Case Presentation: A 52 year old man with a PMHx of IVDU and HLD presents with a CC of “Cold Leg”. This was preceded by sudden onset numbness and weakness of his right foot and leg, inability to ambulate and severe pain in his thigh. He reported prodromal fevers, sweats and arthralgias. His last IVDU was approximately 2 weeks ago. Patient is sexually active. Initial vitals demonstrated tachycardia. On exam, he appeared in no distress. A grade III/VI systolic murmur was auscultated at the mitral area. Vascular exam revealed a cool right lower extremity with absent popliteal and dorsalis pedis pulses. Laboratory studies were notable for a leukocytosis to 41. CTA revealed occlusion of the right common femoral artery and distal superficial femoral artery. Intraoperative trans-esophageal echo revealed a 1.6cm mitral valve vegetation. He was treated with heparin and underwent embolectomy. Blood cultures finalized without growth. Ultimately, the diagnosis was confirmed after the thrombus tissue culture grew Neisseria gonorrhea. Patient was started on Ceftriaxone and is awaiting surgical mitral valve repair.

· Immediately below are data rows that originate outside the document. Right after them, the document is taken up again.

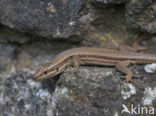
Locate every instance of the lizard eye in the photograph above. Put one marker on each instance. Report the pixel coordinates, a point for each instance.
(45, 72)
(57, 69)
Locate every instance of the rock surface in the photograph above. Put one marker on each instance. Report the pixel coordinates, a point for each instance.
(44, 18)
(109, 1)
(141, 14)
(93, 91)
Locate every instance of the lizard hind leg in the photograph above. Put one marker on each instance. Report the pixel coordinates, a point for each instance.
(122, 66)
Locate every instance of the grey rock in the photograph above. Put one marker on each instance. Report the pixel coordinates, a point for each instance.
(141, 14)
(109, 1)
(51, 19)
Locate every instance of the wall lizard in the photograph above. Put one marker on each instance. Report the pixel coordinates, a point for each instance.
(93, 56)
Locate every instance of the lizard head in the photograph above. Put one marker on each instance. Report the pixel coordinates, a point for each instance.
(45, 71)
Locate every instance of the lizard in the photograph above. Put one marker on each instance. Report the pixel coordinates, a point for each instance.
(93, 56)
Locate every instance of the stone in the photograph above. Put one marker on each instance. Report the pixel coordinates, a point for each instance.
(50, 19)
(140, 14)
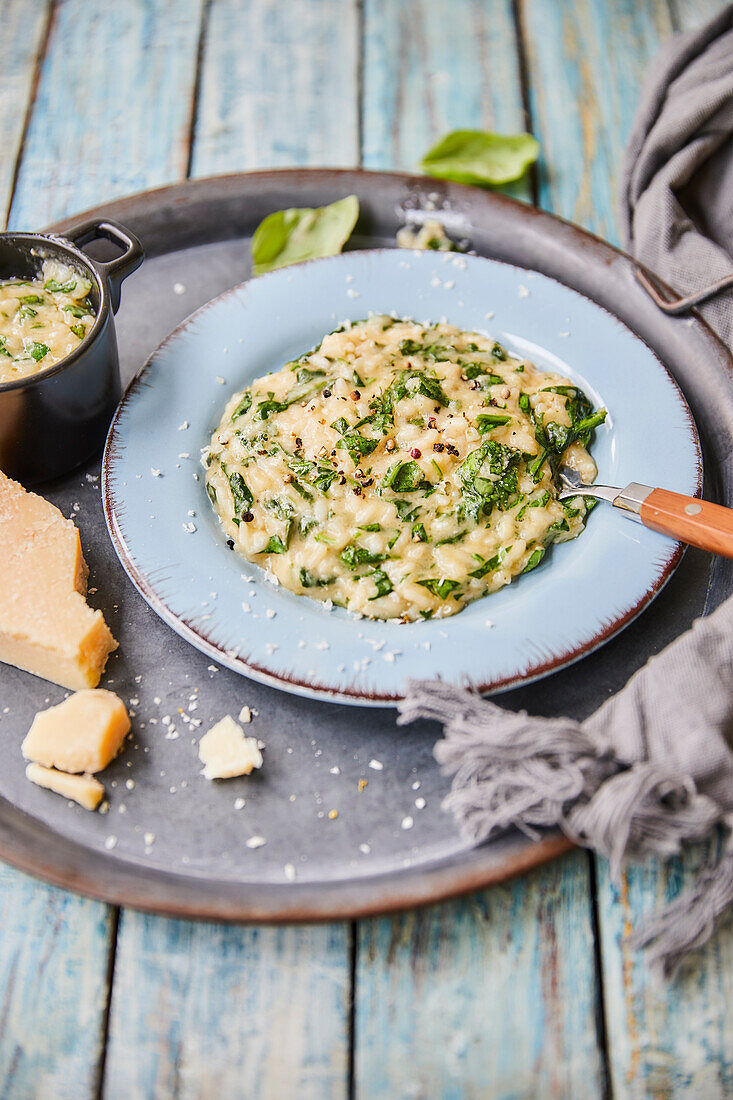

Discussion: Our patient presented with acute limb ischemia (ALI), secondary to septic embolization from Neisseria gonorrhea infective endocarditis (IE). Etiologies of ALI include atherothrombotic, atheroembolic, and cardioembolic etiologies – with nearly 30% of ALI having an embolic source. Clinical clues for an embolic source of ALI include rapid symptom onset, multiple sites of occlusion on CTA, and prior history of atrial fibrillation. When an embolic source is suspected, echocardiography is needed to confirm origin. Septic embolization increases mortality, morbidity, and complicates patient care, as management often requires surgical interventions.While surgical interventions are necessary, tissue cultures of the embolus may establish the diagnosis. As in our patient, fastidious organisms such as Neisseria gonorrhea are notoriously hard to culture, leaving the hospitalist to pursue treatment of culture negative endocarditis. When disseminated gonococcal infection (DGI) is diagnosed, gonococcal endocarditis (GE) only occurs in 1-2% of these cases. The clinical features of DGI or GE include subacute symptoms of fever, chills, malaise, tenosynovitis, arthritis, or symptoms of heart failure. Risk factors include unprotected sexual encounters and diagnostic delays can results from previous exposure to antibiotics for subacute symptoms. Treatment typically includes Ceftriaxone for at least 4 weeks however, antibiotics alone are often ineffective and 50-70% of the time patients require valve repair or replacement.

Conclusions: Gonococcal endocarditis is a rare and often life threatening complication of DGI due to valvular destruction and diagnostic difficulty. Embolic cultures are a valuable tool in establishing a diagnosis for GE. Gonococcal endocarditis should be considered in culture negative endocarditis with septic embolization.